To check whether the channel the message is coming from should be considered you can use this:
if (channelIDs.includes(message.channel.id)) {
// OK
}
//global variable
var memArray =[];
//object
function member(id, password){
this.id = id;
this.pwd = password
}
var memObj1=new member("m001","123");
memArray.push(memObj1);
How do I send out an alert to prompt and edit each object that is push to memArray?
if you want to customize it try to use your own modals instead of window.prompt and just display values with editable text fields, on submit capture those values and change them in array respectively.
var memArray = [];
//object
function member(id, password) {
this.id = id;
this.pwd = password
}
var memObj1 = new member("m001", "123");
var memObj2 = new member("m002", "123");
var memObj3 = new member("m031", "123");
memArray.push(memObj1);
memArray.push(memObj2);
memArray.push(memObj3);
memArray.forEach((val, ind) => {
memArray[ind] = JSON.parse(window.prompt("want to edit values?", JSON.stringify(memArray[ind])));
});
console.log(memArray)
Pavan's answer is good, but to make this testable in automated tests:
// I would name these fields in your API
// by making the constructor take an object.
// Capitalise the name to signal that it can be newed
function Member({id, password}) {
this.id = id;
this.pwd = password
}
// Name the array for what it is
const members = [
new Member({id: "m001", password: "123"}),
new Member({id: "m002", password: "123"}),
new Member({id: "m031", password: "123"})
]
const editInBrowserFn = member => JSON.parse(window.prompt("want to edit values?", JSON.stringify(member)));
const updateMembers = editFn => array => array.map(editFn)
// To get an update
const updatedMembers = updateMembers(editInBrowserFn)(members)

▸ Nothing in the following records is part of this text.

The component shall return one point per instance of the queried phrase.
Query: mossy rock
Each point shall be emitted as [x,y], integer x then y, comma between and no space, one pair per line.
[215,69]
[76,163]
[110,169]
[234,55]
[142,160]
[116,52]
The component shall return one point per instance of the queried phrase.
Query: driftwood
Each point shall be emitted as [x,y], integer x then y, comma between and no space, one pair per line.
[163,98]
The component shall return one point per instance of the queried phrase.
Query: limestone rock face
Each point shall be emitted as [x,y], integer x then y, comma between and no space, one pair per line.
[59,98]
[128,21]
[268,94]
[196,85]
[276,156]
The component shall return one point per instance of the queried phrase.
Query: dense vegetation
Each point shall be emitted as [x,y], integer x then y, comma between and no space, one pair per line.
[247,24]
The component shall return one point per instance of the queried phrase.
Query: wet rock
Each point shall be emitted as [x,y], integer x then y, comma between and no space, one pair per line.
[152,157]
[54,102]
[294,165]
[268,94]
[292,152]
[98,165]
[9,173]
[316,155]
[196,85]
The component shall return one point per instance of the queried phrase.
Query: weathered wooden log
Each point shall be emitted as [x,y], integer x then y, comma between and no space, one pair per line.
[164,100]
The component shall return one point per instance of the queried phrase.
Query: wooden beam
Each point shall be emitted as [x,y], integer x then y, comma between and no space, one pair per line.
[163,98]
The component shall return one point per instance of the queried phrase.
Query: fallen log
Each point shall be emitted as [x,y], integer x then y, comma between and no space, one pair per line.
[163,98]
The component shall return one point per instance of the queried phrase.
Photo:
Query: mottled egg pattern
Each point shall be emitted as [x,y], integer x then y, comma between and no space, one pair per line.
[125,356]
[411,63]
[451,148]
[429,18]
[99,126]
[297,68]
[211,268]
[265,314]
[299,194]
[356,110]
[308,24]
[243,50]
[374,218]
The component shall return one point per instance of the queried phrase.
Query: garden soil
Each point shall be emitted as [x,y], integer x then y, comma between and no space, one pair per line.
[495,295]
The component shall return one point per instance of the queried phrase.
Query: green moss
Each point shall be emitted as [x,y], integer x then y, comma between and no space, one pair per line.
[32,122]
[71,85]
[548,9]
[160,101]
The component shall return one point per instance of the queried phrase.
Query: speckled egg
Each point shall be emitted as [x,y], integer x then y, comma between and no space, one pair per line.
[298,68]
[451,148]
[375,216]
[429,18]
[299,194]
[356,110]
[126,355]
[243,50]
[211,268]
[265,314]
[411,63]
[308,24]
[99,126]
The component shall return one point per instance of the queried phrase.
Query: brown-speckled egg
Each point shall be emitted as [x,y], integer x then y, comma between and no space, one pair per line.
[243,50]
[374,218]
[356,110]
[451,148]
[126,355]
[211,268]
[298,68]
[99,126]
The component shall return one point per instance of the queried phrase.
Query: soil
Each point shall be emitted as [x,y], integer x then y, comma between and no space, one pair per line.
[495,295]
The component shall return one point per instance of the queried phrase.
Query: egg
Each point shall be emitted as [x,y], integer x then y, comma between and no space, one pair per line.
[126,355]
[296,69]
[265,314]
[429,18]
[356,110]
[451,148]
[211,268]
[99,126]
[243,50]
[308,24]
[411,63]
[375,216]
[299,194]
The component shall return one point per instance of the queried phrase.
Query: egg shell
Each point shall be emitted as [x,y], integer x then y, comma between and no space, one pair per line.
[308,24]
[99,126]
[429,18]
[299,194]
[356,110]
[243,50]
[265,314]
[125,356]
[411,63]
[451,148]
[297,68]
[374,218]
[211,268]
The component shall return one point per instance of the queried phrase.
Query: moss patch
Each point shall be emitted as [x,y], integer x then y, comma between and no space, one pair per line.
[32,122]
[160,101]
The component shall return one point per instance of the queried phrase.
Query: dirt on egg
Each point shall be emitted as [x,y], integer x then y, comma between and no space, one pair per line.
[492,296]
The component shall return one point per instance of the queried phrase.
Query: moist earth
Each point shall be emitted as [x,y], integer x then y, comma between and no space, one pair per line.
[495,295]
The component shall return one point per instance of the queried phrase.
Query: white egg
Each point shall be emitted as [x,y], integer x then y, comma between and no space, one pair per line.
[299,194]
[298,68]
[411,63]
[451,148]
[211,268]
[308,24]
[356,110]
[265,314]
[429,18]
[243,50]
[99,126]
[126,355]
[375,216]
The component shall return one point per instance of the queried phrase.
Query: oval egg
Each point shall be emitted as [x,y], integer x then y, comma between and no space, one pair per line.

console.log(updatedMembers)
// You can now test it by making an testing editFn that doesn't need user interaction
const testEditFn = m => new Member({id: m.id, password: 'test'})
const testMembers = updateMembers(testEditFn)(members)
console.log(testMembers)
See this article for an in-depth explanation of this approach.
To do it this way, you will need to take it out of the global scope. That is a good discipline to develop. As a first step you could make an object in global scope that holds the latest member list:
const Members = (() => {
let _members = []
return {
setMembers: members => _members = [...members],
getMembers: () => [..._members]
}
})()
Now the way to update the members is like this:
const updateFn = updateMembers(editInBrowser)
function updatePasswords() {
const members = Members.getMembers()
Members.setMembers(updateFn(members))
}
Nothing can accidentally delete or mutate the members array now, so that bug surface area is eliminated.
This is how React setState is designed. It's inspired by functional programming ideas and immutability.
You probably want to be able to update just one member, so:
const Members = (() => {
let _members = []
return {
setMembers: members => _members = [...members],
getMembers: () => [..._members],
updateMember: updated =>
this.members = _members.map(m =>
m.id === updated.id ? updated : m)
}
})()
Now all your array mutation is in one single place, and you only have to make it bug-free there. Otherwise, your global state is exposed and you have to fix bugs everywhere related to it. Without this, all your calling functions are responsibly for correctly managing the global state of the application. Complex.
Crystallise the complexity in one place.
I wrote an article and a complete implementation of the store (in 40 lines of code) here.
As far as I concern, alerts are just models on the browser to provide informative feedback to a particular user on his actions. Therefore, I think it is required to use either a dialog model or a form to edit the objects in the memArray.